The interview is an interesting naturalist format. In the media today the two people in the interview are in a sort of combat. The interviewer wants to force the other person to say something that they’d rather not say; the interviewee wants to avoid the questions being asked in order to answer a bunch of safe questions that show her/him in a good light. There is real tension in this, so it shouldn’t come across as if they are both ignoring each other. The key to it, I think, is to use all the familiar phrases of the interview (e.g., ‘I’m glad you asked me that question…’ ‘can I go back to the previous question?’ ‘can you give me a straight yes or no answer?’)
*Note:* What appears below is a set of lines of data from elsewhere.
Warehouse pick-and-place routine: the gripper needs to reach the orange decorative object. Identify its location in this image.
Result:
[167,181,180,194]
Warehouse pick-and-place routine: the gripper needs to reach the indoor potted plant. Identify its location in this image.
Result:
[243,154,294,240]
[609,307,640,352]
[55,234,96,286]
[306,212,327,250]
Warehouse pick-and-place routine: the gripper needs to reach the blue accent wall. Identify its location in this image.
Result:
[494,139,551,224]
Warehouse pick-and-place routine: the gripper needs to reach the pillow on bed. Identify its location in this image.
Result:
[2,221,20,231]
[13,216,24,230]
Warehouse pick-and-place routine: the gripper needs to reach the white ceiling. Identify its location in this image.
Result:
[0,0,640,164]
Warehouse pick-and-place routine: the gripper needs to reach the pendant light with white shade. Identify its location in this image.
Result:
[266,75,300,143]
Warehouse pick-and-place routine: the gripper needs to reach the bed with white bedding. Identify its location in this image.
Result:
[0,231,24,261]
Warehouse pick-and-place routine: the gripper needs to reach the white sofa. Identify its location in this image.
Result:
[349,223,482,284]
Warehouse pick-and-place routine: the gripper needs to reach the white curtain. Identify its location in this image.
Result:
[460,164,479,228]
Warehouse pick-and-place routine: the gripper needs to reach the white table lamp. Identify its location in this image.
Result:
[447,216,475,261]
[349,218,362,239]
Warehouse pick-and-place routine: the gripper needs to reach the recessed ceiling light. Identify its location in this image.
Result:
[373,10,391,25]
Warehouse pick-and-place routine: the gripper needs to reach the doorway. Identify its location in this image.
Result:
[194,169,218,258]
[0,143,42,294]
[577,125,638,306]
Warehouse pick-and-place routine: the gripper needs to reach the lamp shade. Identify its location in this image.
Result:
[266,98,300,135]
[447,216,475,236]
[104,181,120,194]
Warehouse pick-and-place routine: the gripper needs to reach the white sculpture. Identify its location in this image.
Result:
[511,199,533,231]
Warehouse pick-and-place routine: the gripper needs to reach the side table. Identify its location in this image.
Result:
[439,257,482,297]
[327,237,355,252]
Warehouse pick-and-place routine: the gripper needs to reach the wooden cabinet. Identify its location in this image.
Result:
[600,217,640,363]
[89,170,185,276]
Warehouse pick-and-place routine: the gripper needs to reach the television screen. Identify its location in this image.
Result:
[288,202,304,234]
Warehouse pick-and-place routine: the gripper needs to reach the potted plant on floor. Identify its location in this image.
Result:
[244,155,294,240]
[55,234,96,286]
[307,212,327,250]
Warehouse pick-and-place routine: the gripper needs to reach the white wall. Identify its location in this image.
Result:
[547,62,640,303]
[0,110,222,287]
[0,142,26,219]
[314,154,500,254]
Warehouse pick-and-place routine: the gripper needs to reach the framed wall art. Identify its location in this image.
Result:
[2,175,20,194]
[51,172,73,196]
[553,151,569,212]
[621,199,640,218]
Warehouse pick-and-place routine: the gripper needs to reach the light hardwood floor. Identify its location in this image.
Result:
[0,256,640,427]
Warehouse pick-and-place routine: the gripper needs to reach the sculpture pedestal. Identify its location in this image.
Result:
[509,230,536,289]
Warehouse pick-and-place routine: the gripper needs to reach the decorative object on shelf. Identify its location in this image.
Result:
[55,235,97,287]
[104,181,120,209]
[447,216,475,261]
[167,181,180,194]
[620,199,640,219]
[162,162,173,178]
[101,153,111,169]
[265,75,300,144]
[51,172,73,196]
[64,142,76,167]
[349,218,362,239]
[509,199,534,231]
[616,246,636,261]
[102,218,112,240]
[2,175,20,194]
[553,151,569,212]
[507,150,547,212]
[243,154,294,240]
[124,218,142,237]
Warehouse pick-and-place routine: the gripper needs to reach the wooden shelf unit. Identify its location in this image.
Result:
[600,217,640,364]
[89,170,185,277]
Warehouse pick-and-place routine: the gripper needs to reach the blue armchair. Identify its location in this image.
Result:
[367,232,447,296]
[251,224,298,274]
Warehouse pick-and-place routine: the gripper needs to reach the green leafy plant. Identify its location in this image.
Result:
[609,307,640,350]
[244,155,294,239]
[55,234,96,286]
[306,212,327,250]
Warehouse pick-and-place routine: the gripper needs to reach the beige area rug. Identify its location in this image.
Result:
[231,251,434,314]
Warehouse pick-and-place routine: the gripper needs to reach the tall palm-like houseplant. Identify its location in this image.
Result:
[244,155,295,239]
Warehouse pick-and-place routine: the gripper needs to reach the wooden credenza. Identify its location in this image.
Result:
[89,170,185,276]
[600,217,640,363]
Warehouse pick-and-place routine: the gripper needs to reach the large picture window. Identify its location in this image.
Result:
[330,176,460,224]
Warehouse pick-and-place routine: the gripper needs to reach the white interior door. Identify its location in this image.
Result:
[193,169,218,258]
The news anchor is also a compelling target for the critique of naturalism because their job is to keep all the diverse material together, in one continuous smooth operation. Try, for instance, restricting the news anchor to saying only technical things (e.g. ‘ over to our reporter on the ground’, ‘I’m sorry we seem to have lost that report, we will go back as soon as we can’. ‘I will be putting questions to the Secretary of State in 20 minutes. He is on his way to studio but is caught in traffic’, ‘and now the latest from… I’m sorry we are experiencing some difficulties…’)
I think you should accept or cultivate some technical cockups too. Cutting to reporters who are not ready or don’t realise they are ‘on’; signal failure which leads to static; anchor looking at the wrong camera; set wobbles in the studio; we see the make-up artist touching up the anchor; the mic doesn’t work for the expert in the studio and a techie has to crawl over and fix it. That sort of thing.
Other ways of disturbing the smooth operation of naturalism could include: the use of video with someone else doing the monologue/commentary over so there is a fracture/schism between elements; camera phone footage with unrelated voice over; have interview where the two parts are written by different people, or where the interviewee has not heard the questions in advance and has to try to avoid answering the questions directly; those bits when the local news goes to V.T. and they forget to turn the mic off; different people to make the voice over from those that make the videos; lots of repetition; interviewee who repeats two or three words only out of each question asked; people waiting for their cue; and finally, long pauses. Long pauses are very important.
Dave Beech, an artist based in Manchester, is co-director of floating ip gallery, Ancoats and co-author of “The Philistine Controversy”, Verso.